This is the mail archive of the
mailing list for the GCC project.
Re: [PATCH] Conditional count update for fast coverage test in multi-threaded programs
- From: Rong Xu <xur at google dot com>
- To: Richard Biener <richard dot guenther at gmail dot com>
- Cc: GCC Patches <gcc-patches at gcc dot gnu dot org>, Jan Hubicka <hubicka at ucw dot cz>
- Date: Mon, 25 Nov 2013 11:19:30 -0800
- Subject: Re: [PATCH] Conditional count update for fast coverage test in multi-threaded programs
- Authentication-results: sourceware.org; auth=none
- References: <CAF1bQ=Sz3B0o-sU7v4OjsJCscDaEoPoKrDEqG2cSyYpc0oXaKw at mail dot gmail dot com> <CAFiYyc2Z2AzDX89d4gKMV3NMNatDoUDcX+OXFSwWZ49LU8nrNQ at mail dot gmail dot com> <CAF1bQ=Q=4mKkxWcCmNGLMr=NXpTRMcfWNXWQ_DY-=19c4JndCA at mail dot gmail dot com> <CAFiYyc0QpM0XCPdVGAJONtYyraE4DLjmFPwx4n5etnSu5BQT7A at mail dot gmail dot com>
On Mon, Nov 25, 2013 at 2:11 AM, Richard Biener
> On Fri, Nov 22, 2013 at 10:49 PM, Rong Xu <firstname.lastname@example.org> wrote:
>> On Fri, Nov 22, 2013 at 4:03 AM, Richard Biener
>> <email@example.com> wrote:
>>> On Fri, Nov 22, 2013 at 4:51 AM, Rong Xu <firstname.lastname@example.org> wrote:
>>>> This patch injects a condition into the instrumented code for edge
>>>> counter update. The counter value will not be updated after reaching
>>>> value 1.
>>>> The feature is under a new parameter --param=coverage-exec_once.
>>>> Default is disabled and setting to 1 to enable.
>>>> This extra check usually slows the program down. For SPEC 2006
>>>> benchmarks (all single thread programs), we usually see around 20%-35%
>>>> slow down in -O2 coverage build. This feature, however, is expected to
>>>> improve the coverage run speed for multi-threaded programs, because
>>>> there virtually no data race and false sharing in updating counters.

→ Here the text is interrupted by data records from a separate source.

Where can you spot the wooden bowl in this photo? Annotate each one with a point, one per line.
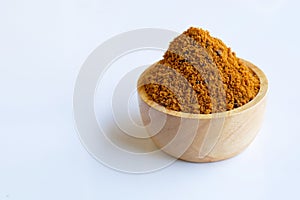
(204, 137)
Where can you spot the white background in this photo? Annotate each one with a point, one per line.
(42, 46)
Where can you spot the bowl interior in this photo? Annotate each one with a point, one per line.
(260, 95)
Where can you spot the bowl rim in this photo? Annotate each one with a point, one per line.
(262, 93)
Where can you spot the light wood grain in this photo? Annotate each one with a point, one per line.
(205, 137)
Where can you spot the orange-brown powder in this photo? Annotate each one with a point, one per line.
(200, 74)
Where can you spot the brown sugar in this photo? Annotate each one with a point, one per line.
(200, 74)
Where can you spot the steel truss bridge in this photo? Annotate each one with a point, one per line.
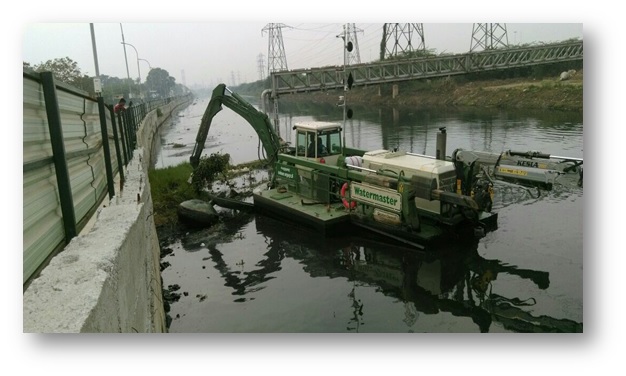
(332, 77)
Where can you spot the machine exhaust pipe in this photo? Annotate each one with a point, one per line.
(441, 144)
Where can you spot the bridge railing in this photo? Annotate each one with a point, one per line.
(331, 77)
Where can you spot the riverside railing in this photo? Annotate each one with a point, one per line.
(74, 146)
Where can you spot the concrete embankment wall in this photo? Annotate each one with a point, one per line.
(107, 279)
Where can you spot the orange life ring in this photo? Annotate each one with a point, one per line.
(347, 205)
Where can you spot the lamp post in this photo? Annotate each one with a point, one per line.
(150, 66)
(138, 70)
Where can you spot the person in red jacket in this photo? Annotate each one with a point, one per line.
(120, 106)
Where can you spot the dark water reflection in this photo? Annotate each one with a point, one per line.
(254, 274)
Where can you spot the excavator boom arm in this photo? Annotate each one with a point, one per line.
(259, 121)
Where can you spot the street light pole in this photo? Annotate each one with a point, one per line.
(150, 66)
(126, 60)
(138, 70)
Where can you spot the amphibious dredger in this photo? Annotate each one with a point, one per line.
(415, 199)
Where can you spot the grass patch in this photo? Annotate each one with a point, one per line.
(170, 187)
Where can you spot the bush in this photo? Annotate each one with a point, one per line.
(207, 170)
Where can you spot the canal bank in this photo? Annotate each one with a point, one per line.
(107, 280)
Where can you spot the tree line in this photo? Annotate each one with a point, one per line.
(158, 83)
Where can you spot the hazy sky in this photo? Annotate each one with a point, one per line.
(207, 53)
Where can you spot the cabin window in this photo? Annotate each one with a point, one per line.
(301, 143)
(334, 141)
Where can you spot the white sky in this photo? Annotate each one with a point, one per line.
(213, 52)
(598, 350)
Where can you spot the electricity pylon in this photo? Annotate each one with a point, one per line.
(406, 38)
(488, 37)
(260, 60)
(276, 58)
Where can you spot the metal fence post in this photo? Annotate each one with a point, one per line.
(58, 151)
(120, 163)
(105, 144)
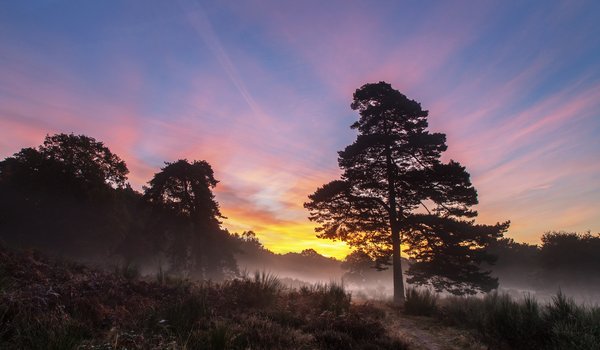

>>>> The improvement can be significant for highly threaded programs -- we
>>>> are seeing 7x speedup in coverage test run for some non-trivial google
>>>> Tested with bootstrap.
>>> Err - why not simply emit
>>> counter = 1
>>> for the counter update itself with that --param (I don't like a --param
>>> for this either).
>>> I assume that CPUs can avoid data-races and false sharing for
>>> non-changing accesses?
>> I'm not aware of any CPU having this feature. I think a write to the
>> shared cache line to invalidate all the shared copies. I cannot find
>> any reference on checking the value of the write. Do you have any
>> pointer to the feature?
> I don't have any pointer - but I remember seeing this in the context
> of atomics thus it may be only in the context of using a xchg
> or cmpxchg instruction. Which would make it non-portable to
> some extent (if you don't want to use atomic builtins here).
cmpxchg should work here -- it's a conditional write so the data race
/false sharing can be avoided.
I'm comparing the performance b/w explicit branch vs cmpxchg and will
>> I just tested this implementation vs. simply setting to 1, using
>> google search as the benchmark.
>> This one is 4.5x faster. The test was done on Intel Westmere systems.
>> I can change the parameter to an option.